Tal vez conozca el lector los “mangas” japoneses sin texto. En este caso, se fía al dibujo el transporte de la emoción, que sí es universal, aunque solo sea porque nuestro cerebro reacciona automáticamente a las expresiones faciales y, según parece, a los emoticonos. La banalización de la emoción producida por este lenguaje reducido a su mínimo transporte es otra de las consecuencias. Y aunque la operación de Bing trata de llevar los pictogramas a su máxima capacidad de expresión, el resultado es desasosegante.

Entronca, por otro lado, con muchas tradiciones de la imagen como generadora de discurso, siempre utilizada por quienes saben de su poder. Normalmente, la lección de la gárgola, del capitel románico, quedaba casi en manos de la conseja, pues la misa en latín servía más para potenciar el misterio que para explicar la palabra. Era, por tanto, un respeto taumatúrgico. Paralelamente, se da, mientras se analiza el volumen (insisto en que no encuentro un verbo para describir la acción de enfrentarse a este libro) la familiar sensación de que estamos leyendo jeroglíficos, lo que se traduce en un juego ciertamente divertido. Pero el vacío del libro termina atrapando a quien se expone a él. Si siempre hemos querido conocer a Julián Sorel, a Madame Bovary, a Viernes o incluso a cualquiera de los Kas de Kafka, el presentimiento de que este personaje se parece demasiado a un lunes gris lo hace repulsivo… como un espejo.

Sería injusto, por último, no acudir a las explicaciones del autor, aunque solo sea por haberlas rebatido: “Hace veinte años hice Book from the sky, un libro de caracteres chinos ilegibles que nadie podía leer. Ahora he creado Book from the ground, un libro que cualquiera puede leer. Aunque son muy distintos, los dos libros tienen algo en común: independientemente del idioma o el nivel educativo, el libro trata a los lectores de manera igualitaria. Book from the sky era una expresión de duda y alarma sobre los sistemas de escritura existentes, Book from the ground expresa el ideal de un lenguaje universal y comprensible, y mi idea de la dirección que toma la comunicación contemporánea”.

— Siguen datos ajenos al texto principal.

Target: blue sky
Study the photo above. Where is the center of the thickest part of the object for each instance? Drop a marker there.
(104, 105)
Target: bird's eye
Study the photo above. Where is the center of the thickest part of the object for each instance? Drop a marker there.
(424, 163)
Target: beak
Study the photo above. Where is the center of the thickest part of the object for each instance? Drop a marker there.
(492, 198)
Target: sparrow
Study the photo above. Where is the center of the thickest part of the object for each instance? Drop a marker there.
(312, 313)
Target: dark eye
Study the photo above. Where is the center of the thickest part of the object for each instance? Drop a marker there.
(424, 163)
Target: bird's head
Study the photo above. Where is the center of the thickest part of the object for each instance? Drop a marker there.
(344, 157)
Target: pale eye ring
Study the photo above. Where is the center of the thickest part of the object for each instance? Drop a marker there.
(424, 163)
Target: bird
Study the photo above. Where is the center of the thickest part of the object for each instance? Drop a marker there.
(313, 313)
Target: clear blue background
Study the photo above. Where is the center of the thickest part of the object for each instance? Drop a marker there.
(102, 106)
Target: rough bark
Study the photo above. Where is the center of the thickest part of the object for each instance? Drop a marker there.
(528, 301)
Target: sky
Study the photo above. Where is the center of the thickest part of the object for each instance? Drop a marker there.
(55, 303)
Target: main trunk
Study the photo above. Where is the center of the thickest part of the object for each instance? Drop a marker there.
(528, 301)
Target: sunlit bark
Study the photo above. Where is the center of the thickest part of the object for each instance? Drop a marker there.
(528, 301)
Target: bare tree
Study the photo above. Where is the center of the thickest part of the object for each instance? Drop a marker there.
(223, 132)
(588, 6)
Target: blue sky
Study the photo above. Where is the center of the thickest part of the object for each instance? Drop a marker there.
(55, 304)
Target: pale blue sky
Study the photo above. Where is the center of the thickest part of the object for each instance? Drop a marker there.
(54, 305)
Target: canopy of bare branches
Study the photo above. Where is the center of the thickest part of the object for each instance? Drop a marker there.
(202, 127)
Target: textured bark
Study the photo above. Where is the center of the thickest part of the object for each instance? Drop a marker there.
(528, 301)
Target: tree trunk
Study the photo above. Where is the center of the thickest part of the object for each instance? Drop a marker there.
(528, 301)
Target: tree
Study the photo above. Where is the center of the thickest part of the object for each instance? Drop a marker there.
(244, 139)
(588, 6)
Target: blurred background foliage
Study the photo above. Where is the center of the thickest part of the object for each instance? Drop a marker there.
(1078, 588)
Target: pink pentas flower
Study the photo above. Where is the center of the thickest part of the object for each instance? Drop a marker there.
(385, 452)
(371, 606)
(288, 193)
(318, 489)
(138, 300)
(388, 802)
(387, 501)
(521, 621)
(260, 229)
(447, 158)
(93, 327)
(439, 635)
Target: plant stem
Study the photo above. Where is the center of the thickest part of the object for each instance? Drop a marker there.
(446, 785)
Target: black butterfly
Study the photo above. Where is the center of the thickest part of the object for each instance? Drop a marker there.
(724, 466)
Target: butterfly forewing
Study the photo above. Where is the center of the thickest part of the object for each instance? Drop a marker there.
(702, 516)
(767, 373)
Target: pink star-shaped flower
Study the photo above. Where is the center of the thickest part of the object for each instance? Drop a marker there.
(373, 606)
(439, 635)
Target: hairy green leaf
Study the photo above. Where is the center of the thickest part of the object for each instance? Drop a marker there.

Superar Babel o al menos el complejo.

Enfréntense a este raro experimento, este cruce de caminos entre el arte, la reflexión, la sonrisa congelada y el alarde. Encierra muchas más lecciones de lo que parece.

 

 

Xu Bing. Book from the Ground. The MIT Press, Cambridge Massachussets, 2013. Redifusióncon permiso de microrevista.com

 

Autopsicofonías

 

Escena del beso en Piasca, Cantabria. M. A. Serrano

Escena del beso en Piasca, Cantabria. M. A. Serrano

Algunos dicen que los sonidos se propagan por el aire sin llegar a desaparecer nunca, sino simplemente perdiendo potencia. Así, las ondas sonoras podrían llegarnos después de muchos años, una vez hubieran dado la vuelta al mundo, y susurrarnos al oído algo que ya habíamos olvidado. Es una condena o una bendición: tendremos que volver a oír los gritos a los hijos o el insulto a un amigo, pero también esa frase que ella convirtió en verso al mirarte.

Si yo fuera un científico y tuviera más inteligencia, dedicaría todo mi empeño a seleccionar solo aquello que debería ser inacabable y eterno para que me llegaran, cuando ya esté al final de mis días, algunas cosas que he dicho y que no he repetido suficientemente, y descubriría así que ser locuaz es ser olvidadizo y que ser callado es desear el futuro. Por eso escribir es dejar constancia muda: porque nos da miedo nuestra propia voz ultraterrena o circunterrena, y no nos fiamos de que el veredicto final no llene nuestros oídos de aquello que dijimos para inmediatamente arrepentirnos. Que nuestras últimas palabras las susurre el joven que fuimos y que ya está muerto. Que las diga Shakespeare, que fue joven por todos:

Deja que la elocuencia de mis libros,
sin voz, transmita el habla de mi pecho
que pide amor y busca recompensa,
más que otra lengua de expresivo alcance.

Parece que al fondo siempre hay una música…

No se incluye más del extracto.